Some relevant videos below:
- The video shows real-time sparse haptic map generation using whole-arm tactile skin while the robot is reaching into a cluttered environment and grabbing a bunch of keys. Initially, the robot has no idea about the environment and uses model-predictive control to reach its goal while maintaining the contact forces below a certain threshold. However, during the initial attempt to reach, it comes in contact with trunks and rigid objects in the environment which it identifies using HMMs and maps using brown dots (right). After the initial attempt fails, the robot updates its knowledge of the environment by identifying the location of the rigid objects in the environment like trunks using haptic mapping. Using this updated knowledge in its next turn, the robot successfully avoids them using a motion planner to successfully reach the goal and grab the keys.
- The video is a collection of slides of my talk at RSS 2015, on heat-transfer based recognition of materials for short-duration contact and varying initial conditions.
- The video shows the performance of a stretchable fabric-based force and thermal sensing skin for haptic perception during common non-prehensile manipulation tasks.

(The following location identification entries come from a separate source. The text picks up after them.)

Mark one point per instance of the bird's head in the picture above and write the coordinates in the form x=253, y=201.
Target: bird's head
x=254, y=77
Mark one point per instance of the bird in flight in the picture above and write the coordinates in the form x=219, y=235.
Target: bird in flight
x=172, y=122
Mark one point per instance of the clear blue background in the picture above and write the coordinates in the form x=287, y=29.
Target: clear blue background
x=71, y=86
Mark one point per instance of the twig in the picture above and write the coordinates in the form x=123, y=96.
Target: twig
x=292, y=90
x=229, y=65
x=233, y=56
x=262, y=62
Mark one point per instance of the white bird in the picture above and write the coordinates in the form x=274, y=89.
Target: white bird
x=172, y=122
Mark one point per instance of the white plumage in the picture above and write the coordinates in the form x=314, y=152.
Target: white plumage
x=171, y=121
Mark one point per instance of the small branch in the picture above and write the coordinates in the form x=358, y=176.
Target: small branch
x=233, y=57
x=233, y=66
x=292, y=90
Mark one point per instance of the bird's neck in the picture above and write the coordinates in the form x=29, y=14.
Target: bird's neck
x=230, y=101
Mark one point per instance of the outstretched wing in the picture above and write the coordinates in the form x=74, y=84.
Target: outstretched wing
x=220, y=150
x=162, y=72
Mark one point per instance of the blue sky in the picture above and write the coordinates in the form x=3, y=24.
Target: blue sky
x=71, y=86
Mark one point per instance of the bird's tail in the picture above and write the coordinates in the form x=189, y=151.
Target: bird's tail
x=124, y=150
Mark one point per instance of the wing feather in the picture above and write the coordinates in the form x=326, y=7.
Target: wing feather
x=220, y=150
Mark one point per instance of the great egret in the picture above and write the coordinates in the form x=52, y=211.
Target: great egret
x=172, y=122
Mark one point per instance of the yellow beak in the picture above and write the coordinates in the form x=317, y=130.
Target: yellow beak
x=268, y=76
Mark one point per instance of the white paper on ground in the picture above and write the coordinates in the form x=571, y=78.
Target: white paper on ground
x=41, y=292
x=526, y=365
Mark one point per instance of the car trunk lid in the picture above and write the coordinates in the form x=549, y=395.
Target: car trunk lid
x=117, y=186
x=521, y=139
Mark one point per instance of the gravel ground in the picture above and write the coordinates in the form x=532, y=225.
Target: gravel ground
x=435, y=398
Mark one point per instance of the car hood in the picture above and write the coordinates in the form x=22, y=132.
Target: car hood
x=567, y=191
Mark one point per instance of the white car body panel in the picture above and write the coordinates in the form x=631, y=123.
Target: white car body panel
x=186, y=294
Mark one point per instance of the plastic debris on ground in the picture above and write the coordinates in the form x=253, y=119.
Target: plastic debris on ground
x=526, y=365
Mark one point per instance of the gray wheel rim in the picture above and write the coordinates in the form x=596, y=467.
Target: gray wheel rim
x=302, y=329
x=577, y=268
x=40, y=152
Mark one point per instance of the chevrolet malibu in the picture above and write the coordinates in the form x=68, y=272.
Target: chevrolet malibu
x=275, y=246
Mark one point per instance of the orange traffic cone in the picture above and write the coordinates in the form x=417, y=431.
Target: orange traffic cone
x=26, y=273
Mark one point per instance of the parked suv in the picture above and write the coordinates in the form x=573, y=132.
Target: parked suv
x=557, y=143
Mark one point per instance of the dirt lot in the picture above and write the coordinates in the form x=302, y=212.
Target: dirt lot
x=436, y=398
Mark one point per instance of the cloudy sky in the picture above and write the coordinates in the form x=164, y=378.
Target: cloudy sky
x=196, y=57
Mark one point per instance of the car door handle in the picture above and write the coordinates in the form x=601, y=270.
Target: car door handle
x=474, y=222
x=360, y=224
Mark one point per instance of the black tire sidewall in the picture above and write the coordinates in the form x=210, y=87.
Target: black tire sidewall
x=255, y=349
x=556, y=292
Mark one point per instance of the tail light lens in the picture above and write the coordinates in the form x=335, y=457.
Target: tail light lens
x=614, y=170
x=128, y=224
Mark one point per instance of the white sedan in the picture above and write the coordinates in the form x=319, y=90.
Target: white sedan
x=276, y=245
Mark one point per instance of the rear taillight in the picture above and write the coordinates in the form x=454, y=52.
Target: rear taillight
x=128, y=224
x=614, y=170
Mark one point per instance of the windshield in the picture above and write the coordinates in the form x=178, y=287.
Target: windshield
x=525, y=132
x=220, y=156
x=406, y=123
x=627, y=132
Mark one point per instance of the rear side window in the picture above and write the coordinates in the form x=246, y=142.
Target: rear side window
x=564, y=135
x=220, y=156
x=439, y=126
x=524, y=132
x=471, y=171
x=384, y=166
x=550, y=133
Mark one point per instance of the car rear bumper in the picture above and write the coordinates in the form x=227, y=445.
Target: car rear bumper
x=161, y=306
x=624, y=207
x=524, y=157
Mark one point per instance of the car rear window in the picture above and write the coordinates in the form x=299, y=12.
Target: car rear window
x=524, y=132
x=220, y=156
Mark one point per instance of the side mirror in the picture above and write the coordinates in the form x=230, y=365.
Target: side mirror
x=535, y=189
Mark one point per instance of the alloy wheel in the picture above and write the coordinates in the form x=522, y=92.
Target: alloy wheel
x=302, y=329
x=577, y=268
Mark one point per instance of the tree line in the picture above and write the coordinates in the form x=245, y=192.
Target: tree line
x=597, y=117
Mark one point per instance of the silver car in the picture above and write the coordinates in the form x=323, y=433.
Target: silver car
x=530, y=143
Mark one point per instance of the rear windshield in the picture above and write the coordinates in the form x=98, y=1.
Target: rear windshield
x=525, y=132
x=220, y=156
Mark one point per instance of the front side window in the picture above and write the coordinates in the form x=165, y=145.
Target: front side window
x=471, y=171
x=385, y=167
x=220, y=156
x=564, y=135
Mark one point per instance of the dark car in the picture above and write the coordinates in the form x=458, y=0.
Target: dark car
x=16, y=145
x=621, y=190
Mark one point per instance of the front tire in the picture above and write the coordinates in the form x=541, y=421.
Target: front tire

- The video shows a mobile robot with a linear actuator touching various objects relevant to ADLs (activities of daily living) and IADLs (Intrumental activities of daily living) in the bathroom, bedroom, and kitchen of a household. There is a multimodal sensor attached at the end of the linear actuator which collects various multimodal (force, thermal) signals during contact with the object. The robot also records the kinematic motion signals using an encoder at the other end of the linear actuator. The video shows some examples of objects when the robot collected the data at varying velocities and times of the day over a period of three days. The experiments were performed on the objects as they were found (in-situ). These signals were used for multimodal tactile perception of objects in the home.
- The video shows overhead view of our robot Cody with a stretchable, flexible tactile sensor array on its forearm and end-effector. The robot reaches through instrumented (with force-torque sensors for ground truth of contact force) clutter to a pre-specified goal location. Using the tactile sensing, including sensing that covers the articulated joints, the robot is successful. Whereas, without tactile sensing the robot fails to reach the goal.
- The video shows the rapid categorization performance using HMMs while the robot reaches into clutter made of trunks and leaves. The robot uses data from the forearm tactile skin for online categorization. A taxel (tactile-pixel) is marked as a green dot if it is categorized as a leaf and as a brown dot if it is categorized as a trunk.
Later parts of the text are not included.